Veronica discovered the garden as she was looking for places to teach. The Warren Community Garden, which produces food for two area food pantries, needed volunteers. Veronica needed contacts. It was a perfect match.

Veronica has been at the site for seven years. She teaches the CATCH (Coordinated Approach to Child Health) curriculum to her younger students and Eat Smart, Move More to their parents and grandparents. The parents listen and participate as she teaches CATCH. When she moves to the older class, her younger students play within sight.

“They love the class,” Veronica said of her younger students. “They say, ‘We like coming because we can play and run.’ A 10-year-old told me, ‘I like this class because I don’t have to sit forever. I can play and I like to play.’”

Currently, she has six younger students between 5 and 15 and three adults. She said it is difficult to reach the adults “because the parents work all of the time.” But the parents who attend are very involved.

“They want to learn,” Veronica said. “They want to learn more about cooking the vegetables we grow in the garden, they want to learn more about how to feed their children the right things, they want to learn more about what they need to do to be healthy.”

The garden, planted years ago as an extension project, is designed to be relatable. It features sections that boast ethnic ingredients. For example, the “sofritas patch” features onions, tomatoes, garlic, cilantro, and peppers. The Italian area has similar ingredients and basil. The garden also grows zucchini, eggplant, sweet potatoes, summer squash, watermelon, and other goodies. The fresh produce often makes an appearance in Veronica’s lessons.

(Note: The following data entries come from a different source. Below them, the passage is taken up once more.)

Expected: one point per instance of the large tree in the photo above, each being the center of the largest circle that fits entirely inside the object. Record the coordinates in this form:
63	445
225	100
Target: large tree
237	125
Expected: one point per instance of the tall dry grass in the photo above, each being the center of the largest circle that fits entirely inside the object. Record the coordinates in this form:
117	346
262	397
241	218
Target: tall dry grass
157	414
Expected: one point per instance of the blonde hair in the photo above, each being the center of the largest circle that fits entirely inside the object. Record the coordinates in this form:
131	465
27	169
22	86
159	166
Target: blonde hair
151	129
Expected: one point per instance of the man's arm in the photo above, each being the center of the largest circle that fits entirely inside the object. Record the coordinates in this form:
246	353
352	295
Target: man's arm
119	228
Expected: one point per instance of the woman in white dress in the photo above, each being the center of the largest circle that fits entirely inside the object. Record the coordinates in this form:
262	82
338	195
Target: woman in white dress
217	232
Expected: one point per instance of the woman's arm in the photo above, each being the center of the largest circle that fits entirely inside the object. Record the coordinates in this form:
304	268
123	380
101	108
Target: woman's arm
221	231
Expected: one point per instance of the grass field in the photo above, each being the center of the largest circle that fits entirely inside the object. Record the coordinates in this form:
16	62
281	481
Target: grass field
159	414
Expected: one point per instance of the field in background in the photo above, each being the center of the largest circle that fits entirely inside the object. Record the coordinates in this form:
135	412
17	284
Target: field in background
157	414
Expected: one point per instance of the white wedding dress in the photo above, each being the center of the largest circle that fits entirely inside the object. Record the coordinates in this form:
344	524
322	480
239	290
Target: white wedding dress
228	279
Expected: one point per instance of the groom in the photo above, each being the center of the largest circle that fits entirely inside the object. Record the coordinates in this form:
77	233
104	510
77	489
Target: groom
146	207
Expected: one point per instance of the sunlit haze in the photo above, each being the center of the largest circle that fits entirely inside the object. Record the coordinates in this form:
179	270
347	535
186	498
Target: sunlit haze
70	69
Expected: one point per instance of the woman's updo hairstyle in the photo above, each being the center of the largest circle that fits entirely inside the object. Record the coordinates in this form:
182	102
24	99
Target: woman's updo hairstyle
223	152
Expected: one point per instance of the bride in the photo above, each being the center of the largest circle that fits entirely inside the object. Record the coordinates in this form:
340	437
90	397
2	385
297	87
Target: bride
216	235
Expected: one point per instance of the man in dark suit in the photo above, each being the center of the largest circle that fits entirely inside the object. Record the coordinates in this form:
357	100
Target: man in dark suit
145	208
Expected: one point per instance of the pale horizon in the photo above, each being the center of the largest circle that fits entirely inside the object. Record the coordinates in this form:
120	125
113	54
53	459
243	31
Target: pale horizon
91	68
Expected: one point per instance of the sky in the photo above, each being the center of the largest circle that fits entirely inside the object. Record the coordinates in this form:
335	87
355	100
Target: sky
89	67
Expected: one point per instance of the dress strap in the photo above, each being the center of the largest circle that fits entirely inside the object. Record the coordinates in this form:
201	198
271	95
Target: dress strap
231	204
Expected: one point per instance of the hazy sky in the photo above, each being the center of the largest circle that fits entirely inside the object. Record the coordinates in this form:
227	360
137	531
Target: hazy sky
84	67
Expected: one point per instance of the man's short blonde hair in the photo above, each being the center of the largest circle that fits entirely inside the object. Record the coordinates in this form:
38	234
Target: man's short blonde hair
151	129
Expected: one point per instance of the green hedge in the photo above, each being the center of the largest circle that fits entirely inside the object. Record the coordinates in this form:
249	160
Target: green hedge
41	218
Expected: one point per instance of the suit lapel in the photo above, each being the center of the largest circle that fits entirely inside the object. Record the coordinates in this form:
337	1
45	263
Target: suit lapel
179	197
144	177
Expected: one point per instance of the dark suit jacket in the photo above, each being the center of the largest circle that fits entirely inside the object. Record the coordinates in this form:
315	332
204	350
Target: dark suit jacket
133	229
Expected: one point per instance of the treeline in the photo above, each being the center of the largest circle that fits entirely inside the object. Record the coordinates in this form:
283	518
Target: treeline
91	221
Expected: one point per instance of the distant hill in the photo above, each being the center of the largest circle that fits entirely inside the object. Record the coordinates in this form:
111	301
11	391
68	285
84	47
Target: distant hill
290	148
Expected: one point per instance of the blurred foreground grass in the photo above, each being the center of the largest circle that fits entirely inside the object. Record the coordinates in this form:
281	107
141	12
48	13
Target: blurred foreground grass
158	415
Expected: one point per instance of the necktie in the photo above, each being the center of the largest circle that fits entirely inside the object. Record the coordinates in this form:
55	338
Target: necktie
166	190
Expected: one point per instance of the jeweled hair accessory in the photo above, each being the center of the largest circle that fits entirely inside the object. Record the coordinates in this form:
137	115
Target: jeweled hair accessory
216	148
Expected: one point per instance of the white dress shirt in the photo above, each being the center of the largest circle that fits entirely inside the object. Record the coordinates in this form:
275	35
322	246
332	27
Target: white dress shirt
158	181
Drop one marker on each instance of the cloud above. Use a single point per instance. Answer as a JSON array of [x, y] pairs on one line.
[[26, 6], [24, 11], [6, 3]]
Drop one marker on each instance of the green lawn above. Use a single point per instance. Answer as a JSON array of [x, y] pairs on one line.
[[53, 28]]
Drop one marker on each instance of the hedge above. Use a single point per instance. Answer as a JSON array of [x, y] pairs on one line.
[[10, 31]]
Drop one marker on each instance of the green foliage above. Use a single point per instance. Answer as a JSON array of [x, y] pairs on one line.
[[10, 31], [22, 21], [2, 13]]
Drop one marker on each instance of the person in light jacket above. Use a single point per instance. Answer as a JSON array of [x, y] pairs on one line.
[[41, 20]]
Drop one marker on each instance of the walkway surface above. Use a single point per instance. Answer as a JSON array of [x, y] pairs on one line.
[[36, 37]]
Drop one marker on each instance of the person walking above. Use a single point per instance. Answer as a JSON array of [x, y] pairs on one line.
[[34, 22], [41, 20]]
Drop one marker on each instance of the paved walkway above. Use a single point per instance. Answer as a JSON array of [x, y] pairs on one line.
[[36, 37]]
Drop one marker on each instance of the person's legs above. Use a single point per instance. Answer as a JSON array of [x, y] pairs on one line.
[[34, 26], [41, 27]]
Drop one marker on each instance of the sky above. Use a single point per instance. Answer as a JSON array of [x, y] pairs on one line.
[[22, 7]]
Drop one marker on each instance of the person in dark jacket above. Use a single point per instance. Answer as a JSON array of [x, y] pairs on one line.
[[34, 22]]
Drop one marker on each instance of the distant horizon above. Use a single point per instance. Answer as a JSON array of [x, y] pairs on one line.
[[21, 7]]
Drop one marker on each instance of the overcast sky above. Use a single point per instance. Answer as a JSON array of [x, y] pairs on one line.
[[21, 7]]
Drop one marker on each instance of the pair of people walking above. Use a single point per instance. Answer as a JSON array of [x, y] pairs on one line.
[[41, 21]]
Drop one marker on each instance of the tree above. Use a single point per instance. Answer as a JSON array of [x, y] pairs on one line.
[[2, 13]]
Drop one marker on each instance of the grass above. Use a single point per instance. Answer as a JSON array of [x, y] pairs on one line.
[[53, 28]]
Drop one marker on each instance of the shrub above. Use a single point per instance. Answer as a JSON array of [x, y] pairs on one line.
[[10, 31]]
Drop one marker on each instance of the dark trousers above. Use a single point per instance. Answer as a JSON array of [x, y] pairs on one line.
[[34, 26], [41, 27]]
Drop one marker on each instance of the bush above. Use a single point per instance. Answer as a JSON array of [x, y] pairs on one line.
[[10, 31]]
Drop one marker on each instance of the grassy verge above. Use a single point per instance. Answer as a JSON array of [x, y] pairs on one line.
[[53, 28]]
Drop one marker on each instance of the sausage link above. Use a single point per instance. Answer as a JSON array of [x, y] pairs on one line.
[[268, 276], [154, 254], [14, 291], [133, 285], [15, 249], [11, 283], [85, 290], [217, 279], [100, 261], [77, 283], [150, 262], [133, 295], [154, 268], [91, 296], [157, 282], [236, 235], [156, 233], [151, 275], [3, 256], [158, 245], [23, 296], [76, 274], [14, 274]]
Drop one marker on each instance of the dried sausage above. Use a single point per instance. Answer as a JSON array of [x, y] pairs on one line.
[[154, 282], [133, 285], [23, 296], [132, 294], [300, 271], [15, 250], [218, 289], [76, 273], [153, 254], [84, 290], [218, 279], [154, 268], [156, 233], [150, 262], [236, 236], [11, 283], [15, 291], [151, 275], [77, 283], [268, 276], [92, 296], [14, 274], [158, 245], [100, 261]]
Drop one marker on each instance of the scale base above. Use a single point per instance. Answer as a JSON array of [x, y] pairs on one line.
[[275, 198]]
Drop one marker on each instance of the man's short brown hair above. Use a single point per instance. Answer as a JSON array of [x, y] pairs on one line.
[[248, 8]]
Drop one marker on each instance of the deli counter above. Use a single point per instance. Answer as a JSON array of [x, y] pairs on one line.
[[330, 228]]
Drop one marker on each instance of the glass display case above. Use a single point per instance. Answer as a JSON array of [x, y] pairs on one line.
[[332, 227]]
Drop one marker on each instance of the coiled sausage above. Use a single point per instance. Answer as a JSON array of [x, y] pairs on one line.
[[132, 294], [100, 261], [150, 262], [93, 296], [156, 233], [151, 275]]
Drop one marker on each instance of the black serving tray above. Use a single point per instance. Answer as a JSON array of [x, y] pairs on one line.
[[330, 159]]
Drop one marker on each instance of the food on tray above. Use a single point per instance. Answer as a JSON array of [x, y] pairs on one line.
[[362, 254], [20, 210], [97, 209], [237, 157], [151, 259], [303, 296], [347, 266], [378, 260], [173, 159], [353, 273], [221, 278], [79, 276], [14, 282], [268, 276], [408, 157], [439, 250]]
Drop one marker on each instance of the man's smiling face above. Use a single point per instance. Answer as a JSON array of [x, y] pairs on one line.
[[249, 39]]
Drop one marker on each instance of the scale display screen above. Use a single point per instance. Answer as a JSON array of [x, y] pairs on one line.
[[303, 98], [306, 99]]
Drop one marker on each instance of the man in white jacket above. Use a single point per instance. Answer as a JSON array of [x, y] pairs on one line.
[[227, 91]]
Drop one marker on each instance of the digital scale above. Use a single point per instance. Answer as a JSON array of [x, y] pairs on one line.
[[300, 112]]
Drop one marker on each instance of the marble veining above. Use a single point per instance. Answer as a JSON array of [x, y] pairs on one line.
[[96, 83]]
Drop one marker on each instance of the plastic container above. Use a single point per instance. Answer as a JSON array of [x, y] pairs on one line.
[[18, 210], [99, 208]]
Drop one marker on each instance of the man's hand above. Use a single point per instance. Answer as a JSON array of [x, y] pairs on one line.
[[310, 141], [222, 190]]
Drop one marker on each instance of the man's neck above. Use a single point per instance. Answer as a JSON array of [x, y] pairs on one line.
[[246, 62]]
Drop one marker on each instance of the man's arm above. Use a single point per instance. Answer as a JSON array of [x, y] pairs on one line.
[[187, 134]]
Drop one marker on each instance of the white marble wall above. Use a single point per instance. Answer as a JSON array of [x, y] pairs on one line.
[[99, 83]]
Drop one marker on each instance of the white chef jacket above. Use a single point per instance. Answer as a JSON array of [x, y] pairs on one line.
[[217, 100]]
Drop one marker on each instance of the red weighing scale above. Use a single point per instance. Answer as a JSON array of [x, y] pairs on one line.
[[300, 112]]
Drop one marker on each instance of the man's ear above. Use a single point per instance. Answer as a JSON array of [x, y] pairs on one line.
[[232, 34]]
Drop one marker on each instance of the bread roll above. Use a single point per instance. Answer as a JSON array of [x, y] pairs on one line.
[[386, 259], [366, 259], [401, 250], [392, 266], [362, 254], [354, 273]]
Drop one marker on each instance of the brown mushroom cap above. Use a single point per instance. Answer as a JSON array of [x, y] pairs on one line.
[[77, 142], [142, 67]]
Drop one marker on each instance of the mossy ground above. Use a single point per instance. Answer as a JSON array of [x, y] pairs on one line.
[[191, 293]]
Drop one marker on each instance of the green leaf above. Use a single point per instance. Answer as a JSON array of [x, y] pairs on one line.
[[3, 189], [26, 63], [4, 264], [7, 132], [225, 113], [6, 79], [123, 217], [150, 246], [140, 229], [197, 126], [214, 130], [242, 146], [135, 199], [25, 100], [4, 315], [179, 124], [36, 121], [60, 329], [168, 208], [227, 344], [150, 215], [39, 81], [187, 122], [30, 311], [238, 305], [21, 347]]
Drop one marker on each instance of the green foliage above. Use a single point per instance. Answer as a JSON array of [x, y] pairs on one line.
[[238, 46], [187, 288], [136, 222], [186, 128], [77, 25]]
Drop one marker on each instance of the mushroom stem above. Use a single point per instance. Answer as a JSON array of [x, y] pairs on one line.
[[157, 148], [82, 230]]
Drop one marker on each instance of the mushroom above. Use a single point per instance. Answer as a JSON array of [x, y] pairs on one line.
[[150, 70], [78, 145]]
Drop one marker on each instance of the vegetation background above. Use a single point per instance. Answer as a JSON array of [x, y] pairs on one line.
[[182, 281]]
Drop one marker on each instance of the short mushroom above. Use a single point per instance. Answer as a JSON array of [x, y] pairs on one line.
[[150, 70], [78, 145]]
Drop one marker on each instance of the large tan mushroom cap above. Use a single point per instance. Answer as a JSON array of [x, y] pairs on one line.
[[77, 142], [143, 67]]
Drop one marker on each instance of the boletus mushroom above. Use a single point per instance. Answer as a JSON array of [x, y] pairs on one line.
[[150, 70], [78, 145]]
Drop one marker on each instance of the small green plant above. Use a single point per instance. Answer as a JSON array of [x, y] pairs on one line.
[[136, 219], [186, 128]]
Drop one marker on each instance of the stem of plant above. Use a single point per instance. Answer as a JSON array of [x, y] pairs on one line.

As part of her CATCH Beverages class, Veronica made fruit-flavored water combining blueberries and limes with cucumbers, stevia and mint harvested from the garden. “It had no sugar at all,” Veronica said. “But it was sweet because the stevia leaf is very sweet. It was really good. They liked it.”

In addition to teaching the traditional lessons, Veronica shows her students how to harvest the produce. That produce is shared with the communities through Love Inc. of Huntington County and the Warren Food Pantry.

Veronica celebrated a recent victory when a local mother heard about the class and brought her 5-year-old son, George. Because of his fear of bees, George refused to play outdoors for years. But Veronica not only persuaded the boy to stay for the class, she convinced him to visit the garden, touch a plant leaf, and helped him harvest a summer squash. Still a little timid, the boy is beginning to play with the other children as part of the class.

“It was sad,” Veronica said. “He was scared to go into the garden. But he is starting to change. He sees all of the other kids having fun and he wants to join them.”